Hem ‘seçilmiş iktidar’lar hem de ‘aralarda’ gelen askeri darbe yönetimleri, gençlerin eylemlerini ‘düşman’ gördüler, şiddet yoluyla bastırmayı tercih ettiler. Baskı, gençlerin daha aşırı eğilimlere kaymasını da beraberinde getirdi.
Gelişmiş ülkeler dahil iktidarlar, gençlerin bazen şiddeti de içeren eylemleri karşısında nasıl davranılacağına ilişkin ortak bir çözüm üretebilmiş değiller. Çeşitli arayışlar var. Bunlardan en önemlilerinden birisi gençlerin üniversite yönetimlerine katılmaları.
Birçok gelişmiş ülkede öğrenciler üniversitelerin yönetiminde söz sahibi. Örneğin Almanya’nın Düsseldorf Üniversitesi, yüzde 60’ı öğretim üyelerinin, yüzde 30’u öğrencilerin, yüzde 10’u idari personelin oluşturduğu bir senato tarafından yönetiliyor. Bizde ise üniversite yönetimleri, öğrencilerin söz ve karar sahibi olmaları şöyle dursun, ‘itiraz eden, gösteri yapan öğrencileri cezalandırma merkezi’ gibi çalışıyorlar.

Gençler protesto eder
YÖK toplanıyor, rektörler Başbakan’la bir araya geliyor.

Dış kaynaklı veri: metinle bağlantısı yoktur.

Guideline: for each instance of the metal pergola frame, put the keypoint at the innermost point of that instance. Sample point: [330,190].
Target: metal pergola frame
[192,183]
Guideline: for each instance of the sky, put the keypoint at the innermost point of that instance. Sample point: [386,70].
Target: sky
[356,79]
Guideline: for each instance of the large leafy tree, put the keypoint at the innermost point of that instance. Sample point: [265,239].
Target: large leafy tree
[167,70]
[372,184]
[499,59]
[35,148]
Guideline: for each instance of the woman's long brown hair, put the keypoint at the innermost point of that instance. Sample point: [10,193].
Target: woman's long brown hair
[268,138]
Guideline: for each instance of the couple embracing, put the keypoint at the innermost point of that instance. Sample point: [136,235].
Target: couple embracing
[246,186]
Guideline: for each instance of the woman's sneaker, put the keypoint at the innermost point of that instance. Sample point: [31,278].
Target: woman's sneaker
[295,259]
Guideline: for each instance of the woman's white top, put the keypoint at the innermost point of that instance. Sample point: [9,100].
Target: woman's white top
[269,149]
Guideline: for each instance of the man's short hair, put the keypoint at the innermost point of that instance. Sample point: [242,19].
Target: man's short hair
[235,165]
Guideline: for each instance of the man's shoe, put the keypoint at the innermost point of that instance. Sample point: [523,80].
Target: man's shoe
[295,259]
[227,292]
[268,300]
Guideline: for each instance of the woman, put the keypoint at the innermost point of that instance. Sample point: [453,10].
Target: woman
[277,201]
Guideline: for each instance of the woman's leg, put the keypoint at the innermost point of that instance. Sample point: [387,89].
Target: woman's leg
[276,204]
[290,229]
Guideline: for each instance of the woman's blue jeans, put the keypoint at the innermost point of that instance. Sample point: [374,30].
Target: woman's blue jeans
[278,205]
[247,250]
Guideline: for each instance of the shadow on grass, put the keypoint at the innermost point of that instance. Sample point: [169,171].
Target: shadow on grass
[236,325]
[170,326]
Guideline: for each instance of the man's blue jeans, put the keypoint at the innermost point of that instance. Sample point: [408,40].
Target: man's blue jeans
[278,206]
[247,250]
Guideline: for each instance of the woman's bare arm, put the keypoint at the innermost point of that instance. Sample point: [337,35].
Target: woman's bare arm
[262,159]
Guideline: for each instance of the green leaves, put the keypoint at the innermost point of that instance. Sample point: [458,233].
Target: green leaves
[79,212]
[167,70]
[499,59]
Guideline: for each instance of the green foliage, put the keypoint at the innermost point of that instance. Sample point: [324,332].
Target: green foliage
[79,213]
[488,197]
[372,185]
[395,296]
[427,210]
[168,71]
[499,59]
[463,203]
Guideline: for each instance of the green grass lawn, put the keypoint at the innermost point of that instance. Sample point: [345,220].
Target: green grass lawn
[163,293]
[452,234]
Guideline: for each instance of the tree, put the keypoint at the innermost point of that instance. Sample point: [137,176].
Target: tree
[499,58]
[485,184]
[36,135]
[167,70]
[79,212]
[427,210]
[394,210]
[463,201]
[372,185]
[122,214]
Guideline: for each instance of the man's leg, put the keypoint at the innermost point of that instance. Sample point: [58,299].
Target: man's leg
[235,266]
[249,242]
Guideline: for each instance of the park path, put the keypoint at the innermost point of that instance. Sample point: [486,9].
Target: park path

Kimse gençlerin şikâyetlerini önemsemiyor. Gençlerin ‘terbiye edilmesi’ anlayışının ağır bastığını görüyoruz.
Gençlerin protestolarına alışmamız gerekiyor. Onların bütün aşırılıklarına, zaman zaman içinde anlamsızlıklar da barındıran tepkilerine rağmen hâlâ bir ‘saf’lığı temsil ettiklerini düşünmeyi sürdürüyorum.
Başbakan’a önerim, üniversitelerde aralıksız süren ‘okuldan uzaklaştırmalar’ konusunda bir araştırma yaptırması. İkinci önerim, gençlerin üniversite yönetimine katılmasını sağlayacak değişiklikler konusunda evrensel örnekleri gözden geçirmesi.
Gençleri ne kadar dinledik ve anlamaya çalıştık? Bunca yıldır sokaklarda YÖK’e karşı gösteri yapıyorlar, harçların yüksekliğinden, imkânsızlıklardan yakınıyorlar... Onların bu taleplerine karşılık yaratıcı projeler üretildi mi?
Gençliğin sakin olmasını istiyorsak, önce devlet sakinleşsin. Bir kültürün ilerilik derecesi, gençleri daha çok bir tehlike olarak mı yoksa bir potansiyel olarak mı gördüğü üzerinden ölçülebilir.